AI Coding Agents Can Fix a Bug. SWE-CI Asks If They Can Do the Job for Six Months.

Getting a coding agent to patch a bug is one thing. Keeping a codebase functional across six months of continuous development is something else entirely — and until now, no benchmark has seriously tried to measure the difference.

SWE-CI, developed by researchers at Sun Yat-sen University and Alibaba Group and posted to arXiv in early March 2026, fills that gap. The benchmark consists of 100 tasks drawn from real-world repositories, each tied to an authentic development history spanning an average of 233 days and 71 consecutive commits. Agents aren't presented with a frozen snapshot of a repo and asked to fix one thing. They have to work through the code as it actually evolved — new features, refactors, dependency changes, the lot.

That's a direct challenge to SWE-bench and similar evaluations, which treat software engineering as a series of isolated one-shot problems. The researchers cite Lehman's Laws of software evolution, which predict that unmaintained code degrades predictably over time, and point out that maintenance already accounts for somewhere between 60 and 80 percent of total software lifecycle costs. A patch that works today might rot quietly for months before it causes a real failure — a one-shot benchmark will never catch that.

To measure something more meaningful, the team introduces two new metrics. Normalized Change scores how closely an agent's modifications match the actual commits made by human developers at each stage.
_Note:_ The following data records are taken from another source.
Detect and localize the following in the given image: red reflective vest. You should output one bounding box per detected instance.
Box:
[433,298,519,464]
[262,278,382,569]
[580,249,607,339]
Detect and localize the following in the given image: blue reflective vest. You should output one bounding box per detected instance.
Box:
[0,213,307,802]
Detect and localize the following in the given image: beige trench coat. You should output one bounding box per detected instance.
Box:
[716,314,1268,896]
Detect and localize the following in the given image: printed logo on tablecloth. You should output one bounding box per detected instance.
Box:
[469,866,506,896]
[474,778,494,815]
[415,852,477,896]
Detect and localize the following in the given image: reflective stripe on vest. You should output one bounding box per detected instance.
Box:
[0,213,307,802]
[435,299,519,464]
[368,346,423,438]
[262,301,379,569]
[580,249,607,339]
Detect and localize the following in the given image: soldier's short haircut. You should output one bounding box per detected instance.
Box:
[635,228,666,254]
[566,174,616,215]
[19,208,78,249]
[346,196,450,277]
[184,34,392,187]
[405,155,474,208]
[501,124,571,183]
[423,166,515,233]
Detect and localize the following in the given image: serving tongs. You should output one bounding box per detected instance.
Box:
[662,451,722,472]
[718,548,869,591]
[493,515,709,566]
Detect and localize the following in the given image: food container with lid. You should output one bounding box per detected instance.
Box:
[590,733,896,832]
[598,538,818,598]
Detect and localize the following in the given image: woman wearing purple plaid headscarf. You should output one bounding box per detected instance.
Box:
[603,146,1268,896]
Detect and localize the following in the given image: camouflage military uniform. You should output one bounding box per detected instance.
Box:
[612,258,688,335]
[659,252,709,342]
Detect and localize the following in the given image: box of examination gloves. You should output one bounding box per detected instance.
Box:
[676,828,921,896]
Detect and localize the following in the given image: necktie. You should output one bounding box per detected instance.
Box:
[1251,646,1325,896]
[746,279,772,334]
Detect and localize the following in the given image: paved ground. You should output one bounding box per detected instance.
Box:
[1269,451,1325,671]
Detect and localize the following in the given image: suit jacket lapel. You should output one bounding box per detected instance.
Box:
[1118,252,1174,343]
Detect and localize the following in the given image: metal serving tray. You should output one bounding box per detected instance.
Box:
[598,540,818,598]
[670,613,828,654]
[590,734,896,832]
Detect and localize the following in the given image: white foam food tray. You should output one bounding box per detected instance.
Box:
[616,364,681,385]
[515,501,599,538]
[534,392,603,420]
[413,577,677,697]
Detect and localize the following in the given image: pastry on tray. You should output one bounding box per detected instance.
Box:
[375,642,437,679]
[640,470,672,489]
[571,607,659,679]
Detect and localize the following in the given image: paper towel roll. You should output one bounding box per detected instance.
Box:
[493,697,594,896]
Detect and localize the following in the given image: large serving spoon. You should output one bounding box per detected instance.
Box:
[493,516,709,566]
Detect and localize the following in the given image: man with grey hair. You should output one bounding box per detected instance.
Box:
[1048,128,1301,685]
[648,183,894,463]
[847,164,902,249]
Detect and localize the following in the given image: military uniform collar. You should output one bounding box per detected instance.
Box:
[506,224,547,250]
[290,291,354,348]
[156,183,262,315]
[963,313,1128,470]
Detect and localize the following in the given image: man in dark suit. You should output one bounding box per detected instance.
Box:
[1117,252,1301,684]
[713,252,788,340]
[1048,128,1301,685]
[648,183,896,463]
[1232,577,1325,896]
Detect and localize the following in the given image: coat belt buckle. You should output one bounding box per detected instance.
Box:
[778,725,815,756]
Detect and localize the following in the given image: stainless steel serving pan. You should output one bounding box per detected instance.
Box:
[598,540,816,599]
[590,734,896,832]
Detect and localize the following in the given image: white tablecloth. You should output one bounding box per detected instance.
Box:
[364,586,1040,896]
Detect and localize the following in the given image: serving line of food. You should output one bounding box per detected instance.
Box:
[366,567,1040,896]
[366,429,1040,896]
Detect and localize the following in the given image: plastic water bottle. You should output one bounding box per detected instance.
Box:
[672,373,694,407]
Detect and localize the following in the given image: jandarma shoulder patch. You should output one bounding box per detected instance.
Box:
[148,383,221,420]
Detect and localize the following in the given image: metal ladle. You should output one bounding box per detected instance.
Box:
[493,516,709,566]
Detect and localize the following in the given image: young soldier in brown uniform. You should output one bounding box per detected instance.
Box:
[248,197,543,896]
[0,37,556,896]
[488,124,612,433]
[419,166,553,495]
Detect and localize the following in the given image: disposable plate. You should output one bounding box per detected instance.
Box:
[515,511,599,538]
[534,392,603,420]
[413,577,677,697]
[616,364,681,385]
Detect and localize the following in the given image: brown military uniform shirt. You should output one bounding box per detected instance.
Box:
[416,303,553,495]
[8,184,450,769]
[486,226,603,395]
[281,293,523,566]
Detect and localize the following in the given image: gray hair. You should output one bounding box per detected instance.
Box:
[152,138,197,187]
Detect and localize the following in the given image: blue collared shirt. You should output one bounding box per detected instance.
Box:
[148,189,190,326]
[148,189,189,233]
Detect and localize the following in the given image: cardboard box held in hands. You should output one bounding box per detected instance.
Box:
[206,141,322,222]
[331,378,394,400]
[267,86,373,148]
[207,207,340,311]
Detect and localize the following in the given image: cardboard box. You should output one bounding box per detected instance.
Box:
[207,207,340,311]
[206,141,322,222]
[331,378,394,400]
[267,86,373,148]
EvoScore looks at code quality sustainability across the full timeline — the idea being that a clean, extensible fix should hold up better than a hard-coded workaround as the codebase keeps moving. Evaluation runs on a dual-agent protocol pairing an Architect with a Programmer, designed to reflect how real agentic development workflows tend to be structured.

Early results are instructive without being surprising: LLM code maintenance capabilities are improving, different providers weight maintainability differently, and all of the tested models struggle with regression control over long horizons. None of them have cracked the problem of writing code that stays good rather than just working.

The dataset and evaluation code are publicly available on Hugging Face (skylenage/SWE-CI) and GitHub (SKYLENAGE-AI/SWE-CI). The authors are Jialong Chen, Xander Xu, Hu Wei, Chuan Chen, and Bing Zhao.